The brick front was just in a line with the street, or rather the road.
Behind the door hung a cloak with a small collar, a bridle, and a black leather cap, and on the floor, in a corner, were a pair of leggings, still covered with dry mud.

On the right was the one apartment, that was both dining and sitting room.

A canary yellow paper, relieved at the top by a garland of pale flowers, was puckered everywhere over the badly stretched canvas; white calico curtains with a red border hung crossways at the length of the window; and on the narrow mantelpiece a clock with a head of Hippocrates shone resplendent between two plate candlesticks under oval shades.

On the other side of the passage was Charles's consulting room, a little room about six paces wide, with a table, three chairs, and an office chair.

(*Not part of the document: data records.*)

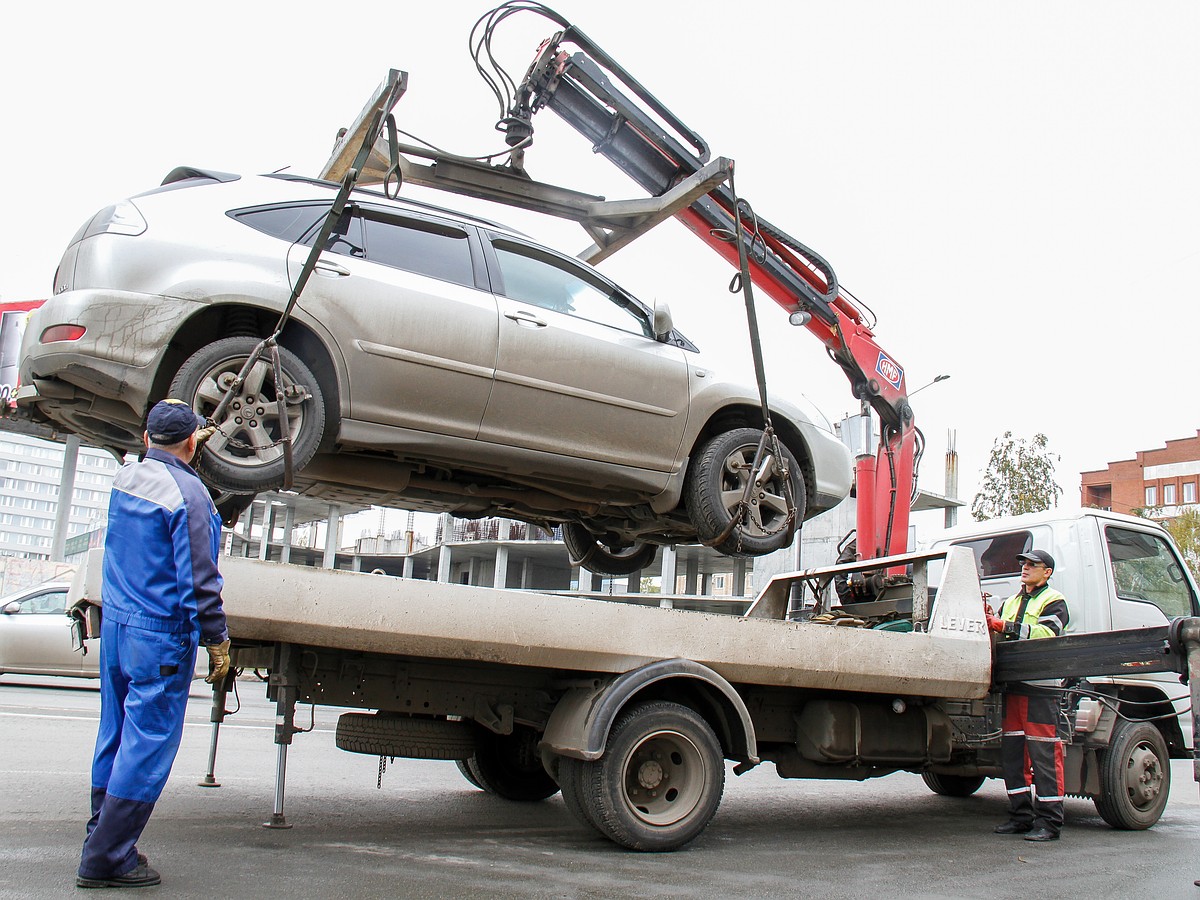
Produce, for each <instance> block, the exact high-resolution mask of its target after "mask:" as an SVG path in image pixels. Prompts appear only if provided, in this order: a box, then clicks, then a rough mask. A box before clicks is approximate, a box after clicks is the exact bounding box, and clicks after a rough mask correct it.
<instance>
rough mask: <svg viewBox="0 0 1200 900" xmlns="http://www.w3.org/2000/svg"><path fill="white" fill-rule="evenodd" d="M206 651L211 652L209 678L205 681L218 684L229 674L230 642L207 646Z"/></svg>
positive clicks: (208, 645)
mask: <svg viewBox="0 0 1200 900" xmlns="http://www.w3.org/2000/svg"><path fill="white" fill-rule="evenodd" d="M204 649H206V650H208V652H209V676H208V678H205V679H204V680H205V682H208V683H209V684H216V683H217V682H220V680H221V679H222V678H224V677H226V676H227V674H229V640H228V638H226V640H224V641H222V642H221V643H210V644H205V646H204Z"/></svg>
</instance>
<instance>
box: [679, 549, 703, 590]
mask: <svg viewBox="0 0 1200 900" xmlns="http://www.w3.org/2000/svg"><path fill="white" fill-rule="evenodd" d="M698 575H700V559H697V558H696V557H691V558H690V559H689V560H688V568H686V570H685V571H684V580H683V584H684V587H683V593H685V594H692V595H695V594H696V580H697V578H696V576H698Z"/></svg>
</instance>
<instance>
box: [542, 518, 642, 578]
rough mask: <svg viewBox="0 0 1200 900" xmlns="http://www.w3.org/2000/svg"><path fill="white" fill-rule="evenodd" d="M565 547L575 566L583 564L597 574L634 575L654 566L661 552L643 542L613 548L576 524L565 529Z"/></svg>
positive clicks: (583, 564)
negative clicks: (644, 543) (660, 552)
mask: <svg viewBox="0 0 1200 900" xmlns="http://www.w3.org/2000/svg"><path fill="white" fill-rule="evenodd" d="M563 544H565V545H566V553H568V556H570V558H571V564H572V565H582V566H583V568H584V569H587V570H588V571H592V572H596V574H598V575H632V574H634V572H636V571H640V570H642V569H644V568H646V566H648V565H649V564H650V563H653V562H654V554H655V553H658V552H659V548H658V547H656V546H655V545H653V544H642V542H640V541H635V542H634V544H630V545H628V546H624V547H613V546H611V545H607V544H604V542H602V541H600V539H599V538H596V536H595V535H594V534H592V532H589V530H588V529H587V528H584V527H583V526H581V524H578V523H577V522H566V523H565V524H564V526H563Z"/></svg>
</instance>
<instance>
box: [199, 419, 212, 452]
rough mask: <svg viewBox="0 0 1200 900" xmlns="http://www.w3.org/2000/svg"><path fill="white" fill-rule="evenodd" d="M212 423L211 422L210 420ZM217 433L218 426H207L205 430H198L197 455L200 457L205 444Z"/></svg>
mask: <svg viewBox="0 0 1200 900" xmlns="http://www.w3.org/2000/svg"><path fill="white" fill-rule="evenodd" d="M210 421H211V420H210ZM216 433H217V426H216V425H205V426H204V427H203V428H197V430H196V455H197V456H199V455H200V450H203V449H204V444H205V443H206V442H208V439H209V438H211V437H212V436H214V434H216Z"/></svg>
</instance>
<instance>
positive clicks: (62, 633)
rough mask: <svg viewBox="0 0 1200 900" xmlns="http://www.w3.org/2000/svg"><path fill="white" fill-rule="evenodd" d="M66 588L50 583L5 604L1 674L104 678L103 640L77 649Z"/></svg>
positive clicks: (14, 597)
mask: <svg viewBox="0 0 1200 900" xmlns="http://www.w3.org/2000/svg"><path fill="white" fill-rule="evenodd" d="M70 587H71V586H70V584H67V583H66V582H46V583H44V584H38V586H37V587H35V588H25V589H24V590H19V592H17V593H16V594H10V595H8V596H6V598H4V599H0V674H54V676H77V677H80V678H98V677H100V640H98V638H96V640H91V641H88V642H86V649H88V652H86V653H83V652H80V650H77V649H74V646H73V643H72V638H71V617H68V616H67V614H66V607H67V590H68V589H70Z"/></svg>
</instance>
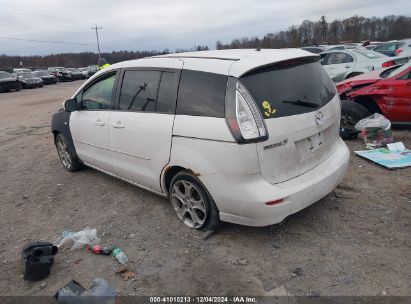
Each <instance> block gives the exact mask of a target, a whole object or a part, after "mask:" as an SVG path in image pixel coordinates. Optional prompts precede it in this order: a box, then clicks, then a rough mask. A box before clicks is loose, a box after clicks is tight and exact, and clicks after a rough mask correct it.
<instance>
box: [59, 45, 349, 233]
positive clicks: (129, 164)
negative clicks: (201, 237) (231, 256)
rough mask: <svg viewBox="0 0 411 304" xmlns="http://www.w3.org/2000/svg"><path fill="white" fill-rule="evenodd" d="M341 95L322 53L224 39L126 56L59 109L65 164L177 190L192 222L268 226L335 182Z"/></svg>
mask: <svg viewBox="0 0 411 304" xmlns="http://www.w3.org/2000/svg"><path fill="white" fill-rule="evenodd" d="M339 124H340V99H339V97H338V94H337V93H336V90H335V87H334V85H333V83H332V81H331V80H330V78H329V77H328V75H327V73H326V72H325V71H324V69H323V68H322V66H321V64H320V63H319V56H318V55H315V54H311V53H308V52H306V51H303V50H300V49H277V50H274V49H272V50H265V49H261V50H260V49H253V50H245V49H242V50H219V51H204V52H190V53H179V54H170V55H164V56H156V57H150V58H144V59H139V60H131V61H126V62H121V63H117V64H114V65H111V66H110V67H108V68H106V69H104V70H102V71H99V72H98V73H97V74H95V75H93V77H91V78H90V79H89V80H88V81H87V82H86V83H84V84H83V85H82V86H81V87H80V89H79V90H78V91H77V92H76V93H75V94H74V95H73V97H72V99H69V100H67V101H66V102H65V103H64V110H61V111H59V112H58V113H56V114H54V115H53V119H52V132H53V134H54V138H55V144H56V147H57V151H58V154H59V157H60V160H61V162H62V164H63V166H64V168H65V169H66V170H68V171H71V172H72V171H77V170H79V169H81V168H82V167H83V166H88V167H92V168H95V169H97V170H100V171H103V172H105V173H107V174H110V175H112V176H115V177H118V178H120V179H123V180H125V181H127V182H130V183H132V184H134V185H137V186H140V187H142V188H144V189H147V190H150V191H152V192H155V193H157V194H160V195H162V196H164V197H168V198H169V199H170V202H171V204H172V206H173V209H174V210H175V213H176V214H177V216H178V218H179V219H180V220H181V221H182V222H183V223H185V224H186V225H187V226H189V227H192V228H195V229H201V230H209V229H214V228H216V226H218V224H219V223H220V221H224V222H231V223H236V224H241V225H249V226H266V225H271V224H275V223H279V222H281V221H283V220H284V219H285V218H286V217H287V216H288V215H290V214H293V213H295V212H297V211H299V210H301V209H303V208H305V207H307V206H309V205H311V204H313V203H314V202H316V201H318V200H319V199H321V198H322V197H324V196H325V195H327V194H328V193H330V192H331V191H332V190H333V189H334V188H335V187H336V185H337V184H338V183H339V182H340V181H341V180H342V178H343V177H344V174H345V172H346V169H347V165H348V160H349V151H348V149H347V147H346V145H345V144H344V142H343V141H342V140H341V138H340V137H339Z"/></svg>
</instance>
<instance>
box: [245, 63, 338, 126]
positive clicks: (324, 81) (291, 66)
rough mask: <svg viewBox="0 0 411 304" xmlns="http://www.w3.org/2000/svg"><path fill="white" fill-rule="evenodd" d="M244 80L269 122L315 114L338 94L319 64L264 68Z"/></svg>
mask: <svg viewBox="0 0 411 304" xmlns="http://www.w3.org/2000/svg"><path fill="white" fill-rule="evenodd" d="M240 81H241V82H242V83H243V84H244V85H245V86H246V88H247V89H248V90H249V91H250V93H251V95H252V96H253V97H254V100H255V102H256V103H257V105H258V107H259V108H260V111H261V113H262V114H263V117H264V118H265V119H269V118H276V117H282V116H291V115H297V114H302V113H307V112H312V111H315V110H317V109H319V108H321V107H323V106H324V105H325V104H327V103H328V102H329V101H331V99H332V98H333V97H334V96H335V94H336V91H335V89H334V85H333V83H332V81H331V79H330V78H329V77H328V75H327V73H326V72H325V71H324V69H323V68H322V66H321V65H320V63H319V62H316V61H315V62H313V61H309V62H307V61H303V62H300V63H293V64H282V65H274V66H270V67H266V68H261V69H258V70H256V71H253V72H251V73H249V74H246V75H244V76H242V77H241V78H240Z"/></svg>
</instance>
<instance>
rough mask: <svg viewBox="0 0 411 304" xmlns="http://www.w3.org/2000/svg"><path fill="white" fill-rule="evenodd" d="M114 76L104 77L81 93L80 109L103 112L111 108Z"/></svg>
mask: <svg viewBox="0 0 411 304" xmlns="http://www.w3.org/2000/svg"><path fill="white" fill-rule="evenodd" d="M115 78H116V74H112V75H110V76H108V77H105V78H103V79H101V80H99V81H98V82H96V83H94V84H92V85H91V87H88V88H87V89H86V90H84V92H83V97H82V100H81V109H83V110H105V109H109V108H110V107H111V100H112V95H113V87H114V80H115Z"/></svg>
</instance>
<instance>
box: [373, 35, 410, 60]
mask: <svg viewBox="0 0 411 304" xmlns="http://www.w3.org/2000/svg"><path fill="white" fill-rule="evenodd" d="M373 50H374V51H376V52H379V53H381V54H384V55H387V56H390V57H395V56H402V57H405V56H411V39H404V40H394V41H389V42H386V43H384V44H382V45H379V46H377V47H375V48H374V49H373Z"/></svg>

Volumes of the "Dictionary of Medical Science," uncut, but the binding rather the worse for the successive sales through which they had gone, occupied almost along the six shelves of a deal bookcase.
The smell of melted butter penetrated through the walls when he saw patients, just as in the kitchen one could hear the people coughing in the consulting room and recounting their histories.
Then, opening on the yard, where the stable was, came a large dilapidated room with a stove, now used as a wood-house, cellar, and pantry, full of old rubbish, of empty casks, agricultural implements past service, and a mass of dusty things whose use it was impossible to guess.
The garden, longer than wide, ran between two mud walls with espaliered apricots, to a hawthorn hedge that separated it from the field.